Under the Stock Option and Share Rights Plan -- 1996 ("1996 Plan"),
automatic share rights are made available to directors who are not employees of
Homestake. For each year that the 1996 Plan is in effect, on the eighth
business day after Homestake's annual earnings for the preceding year are
released, each non-employee director on that date is granted share rights
entitling him or her to receive shares of Homestake common stock for no
consideration on the date he or she ceases to serve as a director. The number
of shares covered by each annual share right grant is calculated by dividing 10
percent of the compensation received for services as a director of Homestake
for the preceding calendar year by the average fair market value of one share
of Homestake common stock for the third through the seventh business days
following release of Homestake's earnings for the preceding calendar year.

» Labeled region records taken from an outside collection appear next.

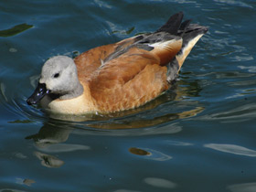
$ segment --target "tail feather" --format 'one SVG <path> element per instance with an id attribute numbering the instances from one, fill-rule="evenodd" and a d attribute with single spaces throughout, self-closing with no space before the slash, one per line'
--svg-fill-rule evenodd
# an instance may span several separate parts
<path id="1" fill-rule="evenodd" d="M 182 32 L 182 48 L 176 57 L 178 61 L 179 68 L 181 68 L 184 60 L 188 56 L 196 43 L 207 32 L 208 27 L 195 24 L 189 25 L 187 28 L 184 29 L 184 31 Z"/>

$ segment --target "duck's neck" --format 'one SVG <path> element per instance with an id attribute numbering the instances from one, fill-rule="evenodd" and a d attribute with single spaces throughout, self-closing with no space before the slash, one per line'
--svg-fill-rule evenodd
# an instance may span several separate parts
<path id="1" fill-rule="evenodd" d="M 76 86 L 69 91 L 69 92 L 65 92 L 63 94 L 60 94 L 59 99 L 60 100 L 69 100 L 69 99 L 74 99 L 76 97 L 80 96 L 84 91 L 83 86 L 78 81 L 76 83 Z"/>

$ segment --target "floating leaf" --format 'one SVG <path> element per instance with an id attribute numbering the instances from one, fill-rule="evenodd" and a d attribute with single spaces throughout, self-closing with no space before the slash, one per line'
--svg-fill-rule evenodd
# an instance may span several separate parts
<path id="1" fill-rule="evenodd" d="M 0 31 L 0 37 L 6 37 L 15 36 L 15 35 L 17 35 L 17 34 L 19 34 L 23 31 L 27 30 L 28 28 L 31 28 L 33 27 L 34 26 L 27 25 L 27 24 L 20 24 L 20 25 L 15 26 L 12 28 L 5 29 L 5 30 L 1 30 Z"/>

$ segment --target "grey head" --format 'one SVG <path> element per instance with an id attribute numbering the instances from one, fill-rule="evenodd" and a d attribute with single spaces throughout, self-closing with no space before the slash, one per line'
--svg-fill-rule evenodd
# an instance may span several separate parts
<path id="1" fill-rule="evenodd" d="M 35 104 L 47 94 L 67 100 L 78 97 L 82 92 L 83 87 L 78 79 L 73 59 L 67 56 L 56 56 L 44 64 L 38 86 L 27 101 Z"/>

Share rights are cancelled if an individual ceases to serve as a director
within three years from the date of grant, other than by reason of death,
disability, retirement at mandatory retirement age for directors, or
termination within one year following a change of control as defined in the
1996 Plan. For 1996, a total of 2,791 share rights were granted under the 1996
Plan. No director was credited with more than 279 share rights for 1996.
During 1996, Prime Resources Group Inc. ("Prime"), 50.6% owned by the
Company, paid directors who were not employees of the Company or its
subsidiaries an annual retainer of C$10,000 per year and C$750 for each meeting
of the Board or any committee which they attended. Beginning in August 1996,
Prime paid directors who were employees of the Company or its subsidiaries
C$750 for each meeting of the Board they attended. Effective January 1, 1997,
the fee for meetings attended in person increased to C$1,000, but remains at
C$750 for telephone meetings. M. Norman Anderson, a non-employee director of
the Company and Prime, received C$17,500 in directors fees from Prime for 1996.
7
<PAGE> 8
In 1996, M. Norman Anderson provided special consulting services to the
Company with respect to various mining matters. For 1996, the Company paid Mr.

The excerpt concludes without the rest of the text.